Localization of miRNAs by in situ hybridization
In situ hybridization was performed using a detection kit from Boster Bio-engineering on sections of paraffin-embedded lung tissues. The digoxigenin-labelled probe for rno-miR-138 was designed and synthesized by Sangon Biotech. Morphometric analysis was analysed with Image software (Image Pro Plus).
Computational prediction of miRNA targets
We used three established miRNA target-prediction algorithms including TargetScan5.1, miRbase and miRGene prediction analysis to identify the candidate miRNAs that were potentially targeted by the apoptosis-related genes.
Cell isolation and cultivation
The intrapulmonary arteries were de-endothelialized and then gently digested with enzymatic solution: 0.15% type II collagenase (Worthington) and 0.15% BSA in PBS solution for 1 h at 37°C. The digested PASMCs were then cultured in complete DMEM (Dulbecco's modified Eagle's medium) supplemented with 10% (v/v) FBS (fetal bovine serum), 1% (w/v) streptomycin and 1% (w/v) penicillin for 3–5 days in a humidified incubator with 5% CO2 at 37°C. Passages 2–4 were used for further experiments. Before each experiment, the cells were incubated in serum-free low-glucose DMEM for 24 h to stop growth. For hypoxic cultivation, the cells were grown in a Tri-Gas incubator (HF100; Heal Force) providing an atmosphere of 92% N2/5% CO2/3% O2 for 24 or 48 h as described previously .

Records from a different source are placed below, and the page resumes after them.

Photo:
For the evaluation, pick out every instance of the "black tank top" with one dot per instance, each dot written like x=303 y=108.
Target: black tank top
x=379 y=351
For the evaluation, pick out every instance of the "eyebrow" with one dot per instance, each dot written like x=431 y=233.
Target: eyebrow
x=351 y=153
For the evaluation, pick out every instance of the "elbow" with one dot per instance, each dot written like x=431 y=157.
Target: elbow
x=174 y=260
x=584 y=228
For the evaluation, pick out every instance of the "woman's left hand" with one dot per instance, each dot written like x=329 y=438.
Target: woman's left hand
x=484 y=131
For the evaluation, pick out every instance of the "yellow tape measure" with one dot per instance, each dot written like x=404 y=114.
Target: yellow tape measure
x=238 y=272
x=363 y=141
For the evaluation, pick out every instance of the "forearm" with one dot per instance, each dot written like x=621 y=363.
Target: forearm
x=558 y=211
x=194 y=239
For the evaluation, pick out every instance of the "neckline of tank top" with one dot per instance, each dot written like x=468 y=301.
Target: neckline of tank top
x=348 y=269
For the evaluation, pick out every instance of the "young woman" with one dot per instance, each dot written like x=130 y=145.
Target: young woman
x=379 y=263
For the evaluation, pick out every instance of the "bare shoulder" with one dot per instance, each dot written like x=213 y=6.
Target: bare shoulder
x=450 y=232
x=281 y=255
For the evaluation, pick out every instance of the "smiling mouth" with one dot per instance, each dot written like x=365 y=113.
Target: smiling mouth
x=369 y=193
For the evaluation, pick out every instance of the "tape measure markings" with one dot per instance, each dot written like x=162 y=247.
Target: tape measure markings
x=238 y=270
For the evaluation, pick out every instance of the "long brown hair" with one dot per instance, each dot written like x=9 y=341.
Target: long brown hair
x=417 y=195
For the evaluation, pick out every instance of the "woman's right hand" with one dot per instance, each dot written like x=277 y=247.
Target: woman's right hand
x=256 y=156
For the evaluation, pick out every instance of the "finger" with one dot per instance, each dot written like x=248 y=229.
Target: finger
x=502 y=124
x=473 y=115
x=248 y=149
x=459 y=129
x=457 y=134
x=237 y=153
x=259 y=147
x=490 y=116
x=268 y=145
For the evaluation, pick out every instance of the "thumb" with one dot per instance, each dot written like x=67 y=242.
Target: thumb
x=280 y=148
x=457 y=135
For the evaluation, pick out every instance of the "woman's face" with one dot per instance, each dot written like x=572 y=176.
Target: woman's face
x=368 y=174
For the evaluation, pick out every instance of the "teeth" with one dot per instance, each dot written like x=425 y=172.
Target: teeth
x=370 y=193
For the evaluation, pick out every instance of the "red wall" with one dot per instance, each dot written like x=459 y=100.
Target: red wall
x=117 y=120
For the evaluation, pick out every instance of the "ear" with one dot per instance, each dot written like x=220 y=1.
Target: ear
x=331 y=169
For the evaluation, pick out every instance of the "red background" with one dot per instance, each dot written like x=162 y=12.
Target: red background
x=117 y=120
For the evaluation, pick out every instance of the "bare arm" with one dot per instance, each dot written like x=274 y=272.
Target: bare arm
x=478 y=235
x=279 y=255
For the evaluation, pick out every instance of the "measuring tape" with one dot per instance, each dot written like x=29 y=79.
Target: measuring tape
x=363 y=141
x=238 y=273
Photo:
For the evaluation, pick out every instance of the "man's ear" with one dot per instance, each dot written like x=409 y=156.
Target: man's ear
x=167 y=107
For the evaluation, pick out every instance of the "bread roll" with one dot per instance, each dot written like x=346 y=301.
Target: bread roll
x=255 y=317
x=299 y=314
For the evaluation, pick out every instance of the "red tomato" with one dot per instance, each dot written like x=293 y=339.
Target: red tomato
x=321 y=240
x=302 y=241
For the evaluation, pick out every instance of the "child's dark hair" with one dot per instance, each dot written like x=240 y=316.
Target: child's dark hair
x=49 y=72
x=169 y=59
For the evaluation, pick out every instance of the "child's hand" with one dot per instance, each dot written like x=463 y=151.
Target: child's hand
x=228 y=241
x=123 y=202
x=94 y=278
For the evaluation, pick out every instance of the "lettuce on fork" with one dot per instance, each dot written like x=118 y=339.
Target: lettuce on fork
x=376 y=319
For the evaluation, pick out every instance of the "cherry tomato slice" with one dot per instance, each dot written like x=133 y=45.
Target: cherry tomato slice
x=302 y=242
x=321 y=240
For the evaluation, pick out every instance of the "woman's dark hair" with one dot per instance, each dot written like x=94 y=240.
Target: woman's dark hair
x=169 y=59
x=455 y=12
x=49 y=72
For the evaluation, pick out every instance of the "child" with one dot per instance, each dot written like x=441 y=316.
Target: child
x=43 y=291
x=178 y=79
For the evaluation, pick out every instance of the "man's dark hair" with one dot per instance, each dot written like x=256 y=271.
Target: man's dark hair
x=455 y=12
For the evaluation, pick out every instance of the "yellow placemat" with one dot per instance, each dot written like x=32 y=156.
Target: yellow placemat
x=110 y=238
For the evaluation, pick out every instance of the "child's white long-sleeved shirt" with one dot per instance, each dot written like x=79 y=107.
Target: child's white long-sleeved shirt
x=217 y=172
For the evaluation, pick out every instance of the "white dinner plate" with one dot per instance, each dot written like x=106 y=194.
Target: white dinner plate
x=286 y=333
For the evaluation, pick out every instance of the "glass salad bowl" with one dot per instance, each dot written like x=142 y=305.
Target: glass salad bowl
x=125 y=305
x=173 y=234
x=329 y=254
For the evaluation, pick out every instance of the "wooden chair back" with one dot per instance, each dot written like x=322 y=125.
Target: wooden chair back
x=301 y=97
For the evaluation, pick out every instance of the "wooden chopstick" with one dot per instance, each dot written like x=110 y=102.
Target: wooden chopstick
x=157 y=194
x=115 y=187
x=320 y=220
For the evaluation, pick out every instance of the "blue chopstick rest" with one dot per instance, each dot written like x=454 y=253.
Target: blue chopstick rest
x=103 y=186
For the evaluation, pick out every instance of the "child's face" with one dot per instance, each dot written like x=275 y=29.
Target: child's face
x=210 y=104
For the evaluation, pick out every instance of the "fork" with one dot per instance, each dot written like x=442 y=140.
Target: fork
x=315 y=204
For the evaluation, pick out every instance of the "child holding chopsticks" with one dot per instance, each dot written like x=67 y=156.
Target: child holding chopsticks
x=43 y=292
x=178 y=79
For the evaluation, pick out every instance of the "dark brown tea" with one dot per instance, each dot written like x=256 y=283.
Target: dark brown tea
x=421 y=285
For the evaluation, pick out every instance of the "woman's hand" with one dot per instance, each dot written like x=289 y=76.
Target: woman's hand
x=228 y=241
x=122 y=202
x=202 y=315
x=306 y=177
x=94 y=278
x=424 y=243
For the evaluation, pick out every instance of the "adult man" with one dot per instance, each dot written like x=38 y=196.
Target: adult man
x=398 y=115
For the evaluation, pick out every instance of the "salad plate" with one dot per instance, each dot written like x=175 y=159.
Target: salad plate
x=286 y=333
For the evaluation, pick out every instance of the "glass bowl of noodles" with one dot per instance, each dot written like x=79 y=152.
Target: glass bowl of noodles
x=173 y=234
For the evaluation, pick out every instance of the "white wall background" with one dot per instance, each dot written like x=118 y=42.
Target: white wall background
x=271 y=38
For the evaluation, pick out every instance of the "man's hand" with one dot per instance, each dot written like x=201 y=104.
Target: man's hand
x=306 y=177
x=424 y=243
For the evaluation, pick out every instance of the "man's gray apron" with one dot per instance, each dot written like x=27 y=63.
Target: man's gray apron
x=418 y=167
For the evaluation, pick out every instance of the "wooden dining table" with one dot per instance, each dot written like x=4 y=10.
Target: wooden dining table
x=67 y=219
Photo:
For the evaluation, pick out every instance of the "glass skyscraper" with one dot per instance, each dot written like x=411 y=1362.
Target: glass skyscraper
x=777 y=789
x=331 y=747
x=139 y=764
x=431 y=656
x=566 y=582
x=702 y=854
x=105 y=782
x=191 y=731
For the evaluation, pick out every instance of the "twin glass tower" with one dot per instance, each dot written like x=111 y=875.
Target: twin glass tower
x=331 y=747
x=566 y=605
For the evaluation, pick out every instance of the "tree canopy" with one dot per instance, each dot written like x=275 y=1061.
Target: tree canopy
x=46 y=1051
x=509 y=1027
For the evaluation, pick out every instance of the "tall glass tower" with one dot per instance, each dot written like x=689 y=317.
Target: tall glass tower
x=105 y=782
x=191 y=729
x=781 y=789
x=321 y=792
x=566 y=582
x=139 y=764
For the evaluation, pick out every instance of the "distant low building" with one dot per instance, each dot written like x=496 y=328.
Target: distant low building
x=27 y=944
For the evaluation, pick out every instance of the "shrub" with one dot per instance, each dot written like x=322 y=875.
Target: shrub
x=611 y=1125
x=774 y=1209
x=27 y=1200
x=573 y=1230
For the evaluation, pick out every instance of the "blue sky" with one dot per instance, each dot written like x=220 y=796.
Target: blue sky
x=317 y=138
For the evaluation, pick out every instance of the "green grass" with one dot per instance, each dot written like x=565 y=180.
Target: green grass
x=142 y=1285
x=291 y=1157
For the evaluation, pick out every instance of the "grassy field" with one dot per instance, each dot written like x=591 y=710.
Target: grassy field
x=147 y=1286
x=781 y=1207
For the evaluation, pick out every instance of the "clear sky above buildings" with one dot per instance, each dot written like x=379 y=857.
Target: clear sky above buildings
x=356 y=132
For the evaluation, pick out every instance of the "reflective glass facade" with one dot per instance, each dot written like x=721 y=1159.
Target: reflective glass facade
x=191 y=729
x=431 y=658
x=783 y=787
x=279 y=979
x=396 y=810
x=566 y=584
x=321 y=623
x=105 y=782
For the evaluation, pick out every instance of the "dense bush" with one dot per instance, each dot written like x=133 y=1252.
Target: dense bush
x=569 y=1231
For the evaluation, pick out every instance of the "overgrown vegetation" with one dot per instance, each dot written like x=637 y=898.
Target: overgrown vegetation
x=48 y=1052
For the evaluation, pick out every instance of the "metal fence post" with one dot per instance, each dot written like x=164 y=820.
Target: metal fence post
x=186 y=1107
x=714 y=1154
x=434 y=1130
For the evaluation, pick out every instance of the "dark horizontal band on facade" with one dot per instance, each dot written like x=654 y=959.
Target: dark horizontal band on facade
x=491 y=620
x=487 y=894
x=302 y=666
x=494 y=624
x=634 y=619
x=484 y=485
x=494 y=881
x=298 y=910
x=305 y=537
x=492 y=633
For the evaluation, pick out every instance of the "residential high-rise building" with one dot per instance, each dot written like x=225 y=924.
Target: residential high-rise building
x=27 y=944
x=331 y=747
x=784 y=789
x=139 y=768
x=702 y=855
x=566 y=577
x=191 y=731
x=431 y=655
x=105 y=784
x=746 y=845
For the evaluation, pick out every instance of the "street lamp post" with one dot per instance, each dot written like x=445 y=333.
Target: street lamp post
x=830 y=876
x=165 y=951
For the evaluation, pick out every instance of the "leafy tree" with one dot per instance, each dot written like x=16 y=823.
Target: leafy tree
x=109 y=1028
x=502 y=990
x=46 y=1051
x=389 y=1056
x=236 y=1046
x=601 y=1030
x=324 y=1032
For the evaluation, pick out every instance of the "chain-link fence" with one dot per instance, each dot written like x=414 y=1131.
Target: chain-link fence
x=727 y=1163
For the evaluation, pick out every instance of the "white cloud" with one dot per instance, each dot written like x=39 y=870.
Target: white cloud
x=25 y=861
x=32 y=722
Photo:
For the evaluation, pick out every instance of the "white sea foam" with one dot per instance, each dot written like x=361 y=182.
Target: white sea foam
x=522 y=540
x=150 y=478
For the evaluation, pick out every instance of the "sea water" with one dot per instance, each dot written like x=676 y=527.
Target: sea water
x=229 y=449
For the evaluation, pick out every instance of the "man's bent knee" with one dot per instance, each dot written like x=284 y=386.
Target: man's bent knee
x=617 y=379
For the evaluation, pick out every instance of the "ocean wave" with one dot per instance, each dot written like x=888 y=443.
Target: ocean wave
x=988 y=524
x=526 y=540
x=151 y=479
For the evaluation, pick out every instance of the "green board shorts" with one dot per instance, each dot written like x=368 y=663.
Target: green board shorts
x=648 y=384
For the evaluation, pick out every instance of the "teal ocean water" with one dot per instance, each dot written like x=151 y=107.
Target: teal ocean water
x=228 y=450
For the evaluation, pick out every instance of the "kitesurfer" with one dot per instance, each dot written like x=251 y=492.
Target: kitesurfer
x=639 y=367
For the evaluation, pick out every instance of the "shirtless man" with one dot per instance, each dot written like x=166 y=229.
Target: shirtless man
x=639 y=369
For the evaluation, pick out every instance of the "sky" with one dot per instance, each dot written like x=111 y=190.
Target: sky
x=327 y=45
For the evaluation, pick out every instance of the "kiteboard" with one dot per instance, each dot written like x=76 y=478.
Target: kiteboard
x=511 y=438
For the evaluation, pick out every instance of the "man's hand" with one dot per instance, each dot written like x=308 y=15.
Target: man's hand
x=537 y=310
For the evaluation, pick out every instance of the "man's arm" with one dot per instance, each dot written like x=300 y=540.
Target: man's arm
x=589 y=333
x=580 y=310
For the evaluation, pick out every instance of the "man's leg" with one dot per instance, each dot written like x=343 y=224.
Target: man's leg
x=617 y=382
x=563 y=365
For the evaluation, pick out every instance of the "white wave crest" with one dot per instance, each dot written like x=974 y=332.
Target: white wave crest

Induction of an apoptotic model of PASMCs
The apoptosis of PASMCs was induced by SD (serum deprivation) or H2O2 administration. Briefly, after transfection, cells were kept in SD and cultured under normoxic or hypoxic conditions for another 24 h before qRT-PCR or Western blot assay and 48 h before other apoptosis detection. For H2O2 administration, cells were transfected and switched to complete DMEM [10% (v/v) FBS] containing 100 μM H2O2 under normoxic conditions for the next 24–48 h and were prepared as above.
Transfection of oligonucleotides
After growth arrest, PASMCs were transfected with a 2 μg mixture of different groups of oligonucleotides using X-tremeGene siRNA (small interfering RNA) Transfection Reagent (Roche) according to the manufacturer's instructions. Subsequently, the cells underwent SD or were switched to complete DMEM [10% (v/v) FBS] under normoxic (21% O2/5% CO2/balance N2) or hypoxic (3% O2/5% CO2/balance N2) growth conditions for another 24–48 h [23–25].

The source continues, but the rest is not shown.